The AI Engine array consists of a 2D array of AI Engine tiles, where each AI Engine tile contains an AI Engine, memory module, and tile interconnect module. The AI Engine is a highly-optimized processor featuring a single-instruction multiple-data (SIMD) and very long instruction word (VLIW) processor containing a scalar unit, a vector unit, two load units, a single store unit, and an instruction fetch and decode unit. One VLIW instruction can support a maximum of two loads, one store, one scalar operation, one fixed-point or floating-point vector operation, and two move instructions. There is also a memory module available that is shared between its north, south, east, or west AI Engine neighbors, depending on the location of the tile within the array. An AI Engine can access its north, south, east, or west, and its own memory module.

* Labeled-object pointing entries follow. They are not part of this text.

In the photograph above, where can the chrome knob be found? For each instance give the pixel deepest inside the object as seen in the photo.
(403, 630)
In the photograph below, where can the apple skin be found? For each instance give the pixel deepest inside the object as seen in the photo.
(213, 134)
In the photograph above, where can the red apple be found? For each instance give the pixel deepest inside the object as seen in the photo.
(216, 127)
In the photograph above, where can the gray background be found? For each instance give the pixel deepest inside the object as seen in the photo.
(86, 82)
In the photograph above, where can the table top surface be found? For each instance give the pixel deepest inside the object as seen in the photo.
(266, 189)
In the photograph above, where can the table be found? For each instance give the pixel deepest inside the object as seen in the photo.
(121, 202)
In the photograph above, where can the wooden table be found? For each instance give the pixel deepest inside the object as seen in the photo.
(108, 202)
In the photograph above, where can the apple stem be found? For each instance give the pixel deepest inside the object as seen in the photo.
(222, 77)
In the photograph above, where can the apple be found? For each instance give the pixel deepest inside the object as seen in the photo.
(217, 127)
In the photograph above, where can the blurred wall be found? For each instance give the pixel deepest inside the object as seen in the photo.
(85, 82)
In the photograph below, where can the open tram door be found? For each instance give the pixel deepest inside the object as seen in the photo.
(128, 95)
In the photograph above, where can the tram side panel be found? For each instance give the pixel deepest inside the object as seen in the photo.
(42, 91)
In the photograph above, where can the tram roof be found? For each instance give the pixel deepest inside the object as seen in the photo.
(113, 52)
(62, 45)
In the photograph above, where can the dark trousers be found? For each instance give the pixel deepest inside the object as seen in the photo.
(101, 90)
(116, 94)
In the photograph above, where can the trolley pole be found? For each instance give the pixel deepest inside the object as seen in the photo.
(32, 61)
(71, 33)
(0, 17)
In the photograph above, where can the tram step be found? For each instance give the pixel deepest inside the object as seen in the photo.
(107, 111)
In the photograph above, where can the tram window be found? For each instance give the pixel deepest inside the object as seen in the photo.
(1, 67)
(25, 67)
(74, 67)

Each AI Engine tile has an AXI4-Stream switch that is a fully programmable 32-bit AXI4-Stream crossbar. It supports both circuit-switched and packet-switched streams with back-pressure. Through MM2S DMA and S2MM DMA, the AXI4-Stream switch provides stream access from and to AI Engine data memory. The switch also contains two 16-deep 33-bit (32-bit data + 1-bit TLAST) wide FIFOs, which can be chained to form a 32-deep FIFO by circuit-switching the output of one of the FIFOs to the other FIFO’s input.
More details on the AI Engine architecture can be found in AM009.